In 4.6, RBNO is enabled by default only for replace node operation.

Example from scylla.yaml:

Enable_repair_based_node_ops: trueallowed_repair_based_node_ops: replace

To enable other operations (experimental), add them as a comma-separated list to allowed_repair_based_node_ops. Available operations are: bootstrap, replace, removenode, decommission and rebuild

#8013 PR#9197

For more about “Repair Based Node Operations” see the ScyllaDB Summit 2022 session by Asias He.

Service Level Properties

Service Levels allows the user to attach attributes to Rules and Users. These attributes apply to each session the user opens to ScyllaDB, enabling granular control of the session properties, like time out and shedding (overload handling).

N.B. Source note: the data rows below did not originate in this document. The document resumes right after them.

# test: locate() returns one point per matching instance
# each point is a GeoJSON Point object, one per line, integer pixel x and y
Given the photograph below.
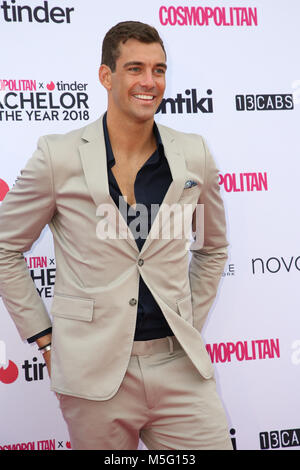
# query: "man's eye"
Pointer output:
{"type": "Point", "coordinates": [160, 71]}
{"type": "Point", "coordinates": [134, 69]}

So far, service levels have been used to implement Workload Prioritization in ScyllaDB Enterprise.

In this release, service levels are merged to ScyllaDB Open Source to implement two features:

Per service level timeouts
Workload types

Note that Workload Prioritization will remain an Enterprise-only feature.

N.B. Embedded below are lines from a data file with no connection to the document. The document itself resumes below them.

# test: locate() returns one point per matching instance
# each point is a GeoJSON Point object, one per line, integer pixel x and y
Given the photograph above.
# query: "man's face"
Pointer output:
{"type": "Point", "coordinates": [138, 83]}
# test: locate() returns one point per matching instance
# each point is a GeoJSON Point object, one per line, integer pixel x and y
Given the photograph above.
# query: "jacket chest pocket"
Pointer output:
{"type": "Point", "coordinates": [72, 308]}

Per service level timeouts

You can now create service levels with customized read and write timeouts and attach them to rules and users. This is useful when some workloads, like ETL, are less sensitive to latency than others.

For example:

CREATE SERVICE LEVEL sl2 WITH timeout = 500ms;
ATTACH SERVICE LEVEL sl2 TO scylla;
ALTER SERVICE LEVEL sl2 WITH timeout = null;

#7913, PR#7617, PR#8763

Workload types

It’s possible to declare a workload type for a service level, currently out of three available values:

unspecified – generic workload without any specific characteristics; default
interactive – workload sensitive to latency, expected to have high/unbounded concurrency, with dynamic characteristics, OLTP; example: users clicking on a website and generating events with their clicks
batch – workload for processing large amounts of data, not sensitive to latency, expected to have fixed concurrency, OLAP, ETL; example: processing billions of historical sales records to generate useful statistics

Declaring a workload type provides more context for ScyllaDB to decide how to handle the sessions. For instance, if a coordinator node receives requests with a rate higher than it can handle, it will make different decisions depending on the declared workload type:

For batch workloads it makes sense to apply back pressure – the concurrency is assumed to be fixed, so delaying a reply will likely also reduce the rate at which new requests are sent;
For interactive workloads, backpressure would only waste resources – delaying a reply does not decrease the rate of incoming requests, so it’s reasonable for the coordinator to start shedding surplus requests.

Example

ALTER SERVICE LEVEL sl WITH workload_type = 'interactive';

Reverse Queries

A reverse query is a query SELECT that uses a reverse order compared to the one used in the table schema. If no order was defined, the default order is ascending (ASC).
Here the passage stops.